Pasa más de un siglo para uno, unas pocas décadas para el otro. Es viernes y ellos vuelven a entrelazar historias

Repica un viejo cilindro de gas convertido en alarma para despertar a los prisioneros. Durante la madrugada soñó que hacía un apasionado discurso en Tampa y luego blandía una maza contra la vidriera de una carísima boutique en la capital cubana. Llegó a creer que se declaraba en huelga de hambre y, acto seguido, escuchó las risas de quienes a su espalda lo llamaban el «capitán araña».

No entiende por qué le llegan esas imágenes. Lo mismo dibuja en la pared de sus ensoñaciones que posa para una foto escondiendo el codo desgastado de su saco. Es enjuto y fuerte; blanco y mulato; criollo y universal. No se le dan bien las palabrotas, pero cuando las pronuncia se convierten en canciones. Lo que más quisiera ahora mismo es volver a caminar, sin vigilancia, por la ciudad donde nació.

Despierta y aquellos sueños se pierden en la urgencia de los gritos de los carceleros, el lamento de Lino Figueredo, casi exánime tras los rigores carcelarios, y de Yunieski, el adolescente del Romerillo que ni sabe por qué terminó tras las rejas. Los ayuda a levantarse, empieza la peor parte del día en cualquier prisión: la vigilia.

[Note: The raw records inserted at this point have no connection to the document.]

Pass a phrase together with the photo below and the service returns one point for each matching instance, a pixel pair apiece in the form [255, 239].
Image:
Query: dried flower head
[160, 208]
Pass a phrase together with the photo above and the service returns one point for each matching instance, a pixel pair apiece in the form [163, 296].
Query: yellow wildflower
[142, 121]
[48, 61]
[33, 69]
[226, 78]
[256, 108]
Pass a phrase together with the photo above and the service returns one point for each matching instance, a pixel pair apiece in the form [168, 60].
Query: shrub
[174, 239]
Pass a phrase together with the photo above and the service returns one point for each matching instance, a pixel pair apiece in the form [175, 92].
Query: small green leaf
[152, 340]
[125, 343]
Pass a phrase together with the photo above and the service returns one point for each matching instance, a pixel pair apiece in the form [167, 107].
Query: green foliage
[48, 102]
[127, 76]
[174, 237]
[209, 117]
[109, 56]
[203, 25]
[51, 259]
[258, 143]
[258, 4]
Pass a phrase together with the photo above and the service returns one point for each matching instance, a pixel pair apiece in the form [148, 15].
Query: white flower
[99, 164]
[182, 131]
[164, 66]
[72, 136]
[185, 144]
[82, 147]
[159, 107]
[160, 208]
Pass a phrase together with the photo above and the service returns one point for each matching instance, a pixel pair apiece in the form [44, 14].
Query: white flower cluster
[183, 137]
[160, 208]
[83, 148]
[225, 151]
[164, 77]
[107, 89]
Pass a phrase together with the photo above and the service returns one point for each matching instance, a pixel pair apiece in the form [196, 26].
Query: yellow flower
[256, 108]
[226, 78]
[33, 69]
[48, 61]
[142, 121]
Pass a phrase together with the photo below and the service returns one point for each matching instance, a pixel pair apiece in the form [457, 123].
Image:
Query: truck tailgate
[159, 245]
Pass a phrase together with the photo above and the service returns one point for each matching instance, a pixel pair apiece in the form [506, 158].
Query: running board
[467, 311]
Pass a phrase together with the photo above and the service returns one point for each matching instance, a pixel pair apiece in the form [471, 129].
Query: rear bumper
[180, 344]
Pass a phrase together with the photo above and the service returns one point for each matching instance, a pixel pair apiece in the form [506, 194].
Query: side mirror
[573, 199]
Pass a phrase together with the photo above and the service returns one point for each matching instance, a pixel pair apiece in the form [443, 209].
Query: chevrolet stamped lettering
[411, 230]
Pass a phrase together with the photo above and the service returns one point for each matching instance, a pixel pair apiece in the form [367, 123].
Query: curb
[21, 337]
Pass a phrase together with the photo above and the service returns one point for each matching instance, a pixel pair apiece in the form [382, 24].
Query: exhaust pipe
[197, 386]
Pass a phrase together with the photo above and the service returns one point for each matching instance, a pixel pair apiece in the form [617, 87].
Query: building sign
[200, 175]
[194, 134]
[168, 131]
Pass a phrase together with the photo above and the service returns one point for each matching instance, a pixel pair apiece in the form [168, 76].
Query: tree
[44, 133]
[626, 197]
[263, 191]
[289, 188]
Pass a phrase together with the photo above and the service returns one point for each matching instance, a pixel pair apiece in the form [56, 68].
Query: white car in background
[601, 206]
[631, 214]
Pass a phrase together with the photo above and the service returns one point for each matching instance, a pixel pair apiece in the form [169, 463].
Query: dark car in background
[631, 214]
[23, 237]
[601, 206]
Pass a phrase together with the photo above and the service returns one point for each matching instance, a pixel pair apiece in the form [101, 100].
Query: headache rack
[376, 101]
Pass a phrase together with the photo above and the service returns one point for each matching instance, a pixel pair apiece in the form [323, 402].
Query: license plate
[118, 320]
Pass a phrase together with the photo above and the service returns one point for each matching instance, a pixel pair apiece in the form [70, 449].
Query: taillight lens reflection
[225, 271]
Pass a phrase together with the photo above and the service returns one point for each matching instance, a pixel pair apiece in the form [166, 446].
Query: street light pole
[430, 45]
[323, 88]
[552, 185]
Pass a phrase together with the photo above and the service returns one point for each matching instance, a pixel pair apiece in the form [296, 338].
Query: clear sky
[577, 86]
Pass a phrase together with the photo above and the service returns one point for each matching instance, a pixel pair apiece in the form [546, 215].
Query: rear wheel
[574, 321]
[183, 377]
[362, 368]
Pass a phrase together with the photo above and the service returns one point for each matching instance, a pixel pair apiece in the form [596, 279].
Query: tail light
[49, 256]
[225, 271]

Pasa más de un siglo para uno, unas pocas décadas para el otro. Es viernes y ellos vuelven a entrelazar historias. «Ni os odiaré, ni os maldeciré», aclaran y puntualizan, y aunque apuestan por vivir, tiene que ser «una vida digna». «Si yo odiara a alguien, me odiaría por ello a mí mismo», alcanzan a decir. «O sois bárbaros, o no sabéis lo que hacéis», añaden.

Pero sí, son bárbaros. El mediocre poder que los ha encerrado en Cuba está, lamentablemente, compuesto por bárbaros.